Entrevista:O Estado inteligente

domingo, agosto 06, 2006

Folha de S.Paulo - Rubens Ricupero: Colcha de retalhos


TERREMOTOS de diversa intensidade abalaram nas últimas semanas as estruturas de aparente estabilidade das relações internacionais e destruíram o enganador sentimento de segurança a que se vinham acostumando os países.
O cenário econômico sofreu três rachaduras: 1ª) o fracasso, queira Deus que não irreversível, do esforço de liberalizar o comércio agrícola na OMC (Organização Mundial do Comércio); 2ª) os sinais inequívocos de desaceleração e, quem sabe, de início do inevitável ajuste da economia norte-americana; 3ª) o salto do preço do petróleo, agora para patamar perto dos US$ 80 o barril.
A geoestratégia do mundo registrou os seguintes abalos: 1º) uma repetição da invasão do Líbano por Israel, dessa vez visando ao Hizbollah, com níveis de desumanidade contra civis e destruição indiscriminada e desproporcional de infra-estrutura como não se viam desde 1982, ao mesmo tempo em que se conduzem hostilidades num segundo front contra os palestinos do Hamas; 2º) ultimato do Conselho de Segurança ao Irã; 3º) primeira admissão pelos comandantes militares americanos de que o Iraque está à beira da guerra civil.
Não faltaram as ondas de choque nas Américas: 1ª) a estréia, na reunião de Córdoba, do estranho organismo transgenético oriundo da manipulação do Mercosul pelos genes da Alternativa Bolivariana; 2ª) a contestação nas ruas das eleições mexicanas, após o apertado primeiro turno da sucessão peruana; 3ª) o crepúsculo final (?) do longo reino de Fidel Castro em Cuba.
Tremores menores se fizeram sentir aqui e ali, dos mísseis da Coréia do Norte ao recrudescimento dos combates no Afeganistão, das escaramuças argentino-uruguaias às inquietantes perturbações bolivianas.
Em meio a tantos indícios de mudanças, a América Latina aparece cada vez mais desunida, confusa e irrelevante, a ponto de tornar uma ficção o próprio conceito de uma personalidade continental, latino ou sul-americana, com perspectivas e interesses específicos e comuns.
Embora por razões negativas, a disputa ideológica da Guerra Fria reservava alguma atenção secundária a um espaço em que a Revolução Cubana, a crise dos mísseis de 1962, o sandinismo na Nicarágua, a guerrilha em El Salvador ou na Guatemala ameaçavam de vez em quando influir no jogo estratégico das superpotências.
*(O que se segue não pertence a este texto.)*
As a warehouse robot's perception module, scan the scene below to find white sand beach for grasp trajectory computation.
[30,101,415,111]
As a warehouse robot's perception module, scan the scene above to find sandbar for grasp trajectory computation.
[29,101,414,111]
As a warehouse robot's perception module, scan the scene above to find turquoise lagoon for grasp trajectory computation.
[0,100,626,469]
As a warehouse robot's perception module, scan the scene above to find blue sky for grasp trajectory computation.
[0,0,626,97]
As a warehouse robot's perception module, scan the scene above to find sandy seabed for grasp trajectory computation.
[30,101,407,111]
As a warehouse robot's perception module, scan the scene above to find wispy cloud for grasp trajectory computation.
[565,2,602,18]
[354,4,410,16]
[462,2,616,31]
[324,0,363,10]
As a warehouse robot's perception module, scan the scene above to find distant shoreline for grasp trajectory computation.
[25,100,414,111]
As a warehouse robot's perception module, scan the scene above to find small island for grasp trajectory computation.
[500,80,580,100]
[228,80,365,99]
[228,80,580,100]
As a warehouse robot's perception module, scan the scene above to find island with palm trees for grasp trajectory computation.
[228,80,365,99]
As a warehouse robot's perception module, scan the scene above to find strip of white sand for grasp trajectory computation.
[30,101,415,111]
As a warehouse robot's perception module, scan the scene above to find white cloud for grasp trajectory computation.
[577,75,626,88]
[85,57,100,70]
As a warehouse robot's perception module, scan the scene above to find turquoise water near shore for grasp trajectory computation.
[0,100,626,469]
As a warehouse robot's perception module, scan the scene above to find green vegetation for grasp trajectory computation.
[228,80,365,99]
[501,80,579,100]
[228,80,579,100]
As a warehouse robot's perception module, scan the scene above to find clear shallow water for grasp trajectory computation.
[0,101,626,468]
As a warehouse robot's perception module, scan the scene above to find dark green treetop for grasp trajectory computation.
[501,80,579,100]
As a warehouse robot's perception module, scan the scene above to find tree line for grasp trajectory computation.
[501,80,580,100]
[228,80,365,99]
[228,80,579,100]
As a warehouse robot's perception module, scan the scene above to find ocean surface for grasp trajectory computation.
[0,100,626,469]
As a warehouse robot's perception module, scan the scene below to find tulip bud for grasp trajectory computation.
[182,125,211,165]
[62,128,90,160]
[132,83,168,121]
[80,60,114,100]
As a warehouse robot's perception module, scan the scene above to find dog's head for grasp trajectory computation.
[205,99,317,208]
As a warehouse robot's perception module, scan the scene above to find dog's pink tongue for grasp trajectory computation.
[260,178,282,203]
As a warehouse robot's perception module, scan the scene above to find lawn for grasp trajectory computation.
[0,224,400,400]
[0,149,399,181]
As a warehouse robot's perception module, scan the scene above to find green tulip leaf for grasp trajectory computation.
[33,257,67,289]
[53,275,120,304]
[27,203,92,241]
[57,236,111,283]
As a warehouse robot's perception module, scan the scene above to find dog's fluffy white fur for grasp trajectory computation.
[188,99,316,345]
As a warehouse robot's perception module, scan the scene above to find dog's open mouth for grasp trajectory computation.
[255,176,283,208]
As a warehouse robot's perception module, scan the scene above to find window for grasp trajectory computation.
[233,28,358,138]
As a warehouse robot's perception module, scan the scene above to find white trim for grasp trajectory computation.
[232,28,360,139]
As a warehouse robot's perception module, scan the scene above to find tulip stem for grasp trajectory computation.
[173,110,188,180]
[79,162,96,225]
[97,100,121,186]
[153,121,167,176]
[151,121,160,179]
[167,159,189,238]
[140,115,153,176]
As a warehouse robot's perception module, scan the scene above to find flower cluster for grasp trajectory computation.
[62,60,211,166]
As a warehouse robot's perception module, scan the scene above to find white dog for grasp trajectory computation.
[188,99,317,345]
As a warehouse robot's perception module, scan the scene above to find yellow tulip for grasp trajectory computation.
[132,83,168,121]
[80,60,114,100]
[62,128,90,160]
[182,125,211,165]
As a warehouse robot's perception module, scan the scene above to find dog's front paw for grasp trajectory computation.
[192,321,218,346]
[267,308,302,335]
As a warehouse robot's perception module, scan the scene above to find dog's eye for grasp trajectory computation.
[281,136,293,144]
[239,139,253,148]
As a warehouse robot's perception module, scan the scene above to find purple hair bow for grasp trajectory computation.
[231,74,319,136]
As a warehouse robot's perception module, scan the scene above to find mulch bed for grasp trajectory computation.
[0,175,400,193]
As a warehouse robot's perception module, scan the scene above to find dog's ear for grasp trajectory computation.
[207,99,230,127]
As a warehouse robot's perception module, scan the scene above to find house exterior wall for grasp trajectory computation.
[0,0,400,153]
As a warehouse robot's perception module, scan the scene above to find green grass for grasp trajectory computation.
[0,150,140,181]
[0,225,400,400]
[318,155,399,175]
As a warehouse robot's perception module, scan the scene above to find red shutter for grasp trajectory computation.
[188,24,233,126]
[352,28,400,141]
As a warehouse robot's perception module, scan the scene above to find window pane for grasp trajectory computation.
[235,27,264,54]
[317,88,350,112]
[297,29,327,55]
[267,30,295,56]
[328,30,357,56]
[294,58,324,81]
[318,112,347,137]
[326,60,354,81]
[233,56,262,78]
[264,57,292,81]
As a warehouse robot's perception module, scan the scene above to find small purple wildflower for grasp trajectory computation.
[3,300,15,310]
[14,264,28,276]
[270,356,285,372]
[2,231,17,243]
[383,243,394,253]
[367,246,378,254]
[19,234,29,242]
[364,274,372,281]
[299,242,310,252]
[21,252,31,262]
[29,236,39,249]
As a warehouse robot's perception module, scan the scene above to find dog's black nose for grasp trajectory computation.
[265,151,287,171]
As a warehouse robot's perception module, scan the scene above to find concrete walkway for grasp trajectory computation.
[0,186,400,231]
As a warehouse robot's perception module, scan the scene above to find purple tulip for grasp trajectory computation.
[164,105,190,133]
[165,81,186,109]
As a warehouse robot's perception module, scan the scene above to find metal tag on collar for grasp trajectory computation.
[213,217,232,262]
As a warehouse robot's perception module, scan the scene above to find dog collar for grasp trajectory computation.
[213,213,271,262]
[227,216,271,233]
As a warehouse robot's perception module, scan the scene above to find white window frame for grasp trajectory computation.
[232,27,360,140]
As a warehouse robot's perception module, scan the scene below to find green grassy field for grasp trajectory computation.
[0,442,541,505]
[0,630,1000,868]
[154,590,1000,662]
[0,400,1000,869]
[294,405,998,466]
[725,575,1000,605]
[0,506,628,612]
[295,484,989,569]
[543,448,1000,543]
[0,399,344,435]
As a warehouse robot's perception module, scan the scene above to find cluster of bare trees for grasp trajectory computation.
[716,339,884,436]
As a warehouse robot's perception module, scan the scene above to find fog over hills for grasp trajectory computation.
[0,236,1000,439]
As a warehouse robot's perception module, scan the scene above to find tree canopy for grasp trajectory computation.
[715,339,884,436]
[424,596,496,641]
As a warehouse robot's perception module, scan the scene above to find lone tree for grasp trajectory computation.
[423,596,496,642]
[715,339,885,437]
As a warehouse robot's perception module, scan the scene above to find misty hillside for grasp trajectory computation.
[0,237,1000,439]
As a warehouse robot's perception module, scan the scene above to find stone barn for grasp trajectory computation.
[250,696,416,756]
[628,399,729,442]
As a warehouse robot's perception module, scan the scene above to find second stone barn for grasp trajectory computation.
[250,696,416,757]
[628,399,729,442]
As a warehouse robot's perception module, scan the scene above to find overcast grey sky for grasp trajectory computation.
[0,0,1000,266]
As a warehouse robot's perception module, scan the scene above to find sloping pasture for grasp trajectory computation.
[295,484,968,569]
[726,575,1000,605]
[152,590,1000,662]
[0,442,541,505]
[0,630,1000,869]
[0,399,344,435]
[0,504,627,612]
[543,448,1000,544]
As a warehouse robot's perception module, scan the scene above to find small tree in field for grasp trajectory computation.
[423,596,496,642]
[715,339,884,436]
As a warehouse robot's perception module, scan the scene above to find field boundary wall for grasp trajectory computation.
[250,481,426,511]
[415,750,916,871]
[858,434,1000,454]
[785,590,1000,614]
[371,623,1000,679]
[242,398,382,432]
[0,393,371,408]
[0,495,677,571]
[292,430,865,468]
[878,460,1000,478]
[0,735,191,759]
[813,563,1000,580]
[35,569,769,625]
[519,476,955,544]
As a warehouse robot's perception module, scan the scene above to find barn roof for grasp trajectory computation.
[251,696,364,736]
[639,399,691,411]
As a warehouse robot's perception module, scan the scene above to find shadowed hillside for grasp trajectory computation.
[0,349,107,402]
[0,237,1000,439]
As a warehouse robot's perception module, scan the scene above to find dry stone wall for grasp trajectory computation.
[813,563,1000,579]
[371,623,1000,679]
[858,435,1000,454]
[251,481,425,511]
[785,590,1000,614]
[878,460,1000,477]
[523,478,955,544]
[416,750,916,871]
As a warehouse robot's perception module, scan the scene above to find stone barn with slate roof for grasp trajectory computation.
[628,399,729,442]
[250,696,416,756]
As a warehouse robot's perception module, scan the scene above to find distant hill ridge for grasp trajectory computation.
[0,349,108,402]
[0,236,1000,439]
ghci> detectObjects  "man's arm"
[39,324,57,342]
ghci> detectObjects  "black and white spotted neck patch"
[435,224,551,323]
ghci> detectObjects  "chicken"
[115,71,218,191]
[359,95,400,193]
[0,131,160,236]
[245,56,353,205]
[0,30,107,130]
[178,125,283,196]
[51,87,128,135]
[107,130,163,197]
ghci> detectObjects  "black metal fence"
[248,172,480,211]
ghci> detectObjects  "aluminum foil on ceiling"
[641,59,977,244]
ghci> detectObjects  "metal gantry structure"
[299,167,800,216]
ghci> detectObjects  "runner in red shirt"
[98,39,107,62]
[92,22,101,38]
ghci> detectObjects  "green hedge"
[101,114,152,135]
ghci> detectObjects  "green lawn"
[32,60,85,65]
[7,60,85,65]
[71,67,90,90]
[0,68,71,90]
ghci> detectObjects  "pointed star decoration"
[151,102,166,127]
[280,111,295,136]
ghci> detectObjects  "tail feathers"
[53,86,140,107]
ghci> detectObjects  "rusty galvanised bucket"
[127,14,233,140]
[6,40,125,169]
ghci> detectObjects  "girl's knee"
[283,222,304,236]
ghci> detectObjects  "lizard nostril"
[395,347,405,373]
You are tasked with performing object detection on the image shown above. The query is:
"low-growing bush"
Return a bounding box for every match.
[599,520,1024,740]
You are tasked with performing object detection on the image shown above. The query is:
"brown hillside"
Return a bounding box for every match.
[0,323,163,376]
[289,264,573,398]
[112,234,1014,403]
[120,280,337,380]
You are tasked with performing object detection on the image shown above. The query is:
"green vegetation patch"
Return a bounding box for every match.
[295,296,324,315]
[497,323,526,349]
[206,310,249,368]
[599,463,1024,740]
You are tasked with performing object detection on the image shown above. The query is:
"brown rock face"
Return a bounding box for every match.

Nessa época, iniciativas como a Operação Pan-Americana, de Juscelino, ou a Aliança para o Progresso, de Kennedy, criavam a ilusão de temas unificadores construtivos.
O colapso da URSS e do comunismo, a pacificação das guerrilhas, a derrota do sandinismo, o isolamento crescente de Cuba principiaram a retirar a América Latina da agenda mundial. O movimento se completou com a emergência, após os atentados de 2001, de nova agenda dominada pelo terrorismo internacional, o conflito do Oriente Médio, a proliferação de armas de destruição maciça, temas para os quais nosso continente é de importância periférica, para o bem ou para o mal. Abandonados à própria sorte, esses países passaram a olhar para si mesmos, derivando ora para o neonacionalismo da Argentina, da Venezuela, da Bolívia, ora para a busca da salvação individual por meio de acordos bilaterais com os EUA, como o Chile, a Colômbia, o Peru, com veleidades no mesmo sentido do Equador, do Uruguai, do Paraguai. Seguem, assim, o exemplo do México, da América Central, do Caribe, já avançados na integração ao espaço norte-americano pelo comércio e a emigração, legal ou clandestina. Nesse ambiente de desagregação de grupos puramente latinos, como o Andino ou o Mercosul, não existem temas unificadores comuns. É sensível a retração do Brasil, que, exceto na OMC, dá a impressão de ir a reboque de figuras mais afirmativas como os líderes argentino ou venezuelano. Chávez, único líder com pretensões de projeção continental ou mundial, é, cada vez mais, um signo de divisão.
O futuro governo herdará um mundo e um continente muito diferentes dos que existiam em 2003, no início do mandato atual. Este é o momento de reconhecer as transformações e começar a reavaliar os pressupostos e conclusões que nos inspiraram até agora a ação em nossa área de influência direta e no cenário mundial.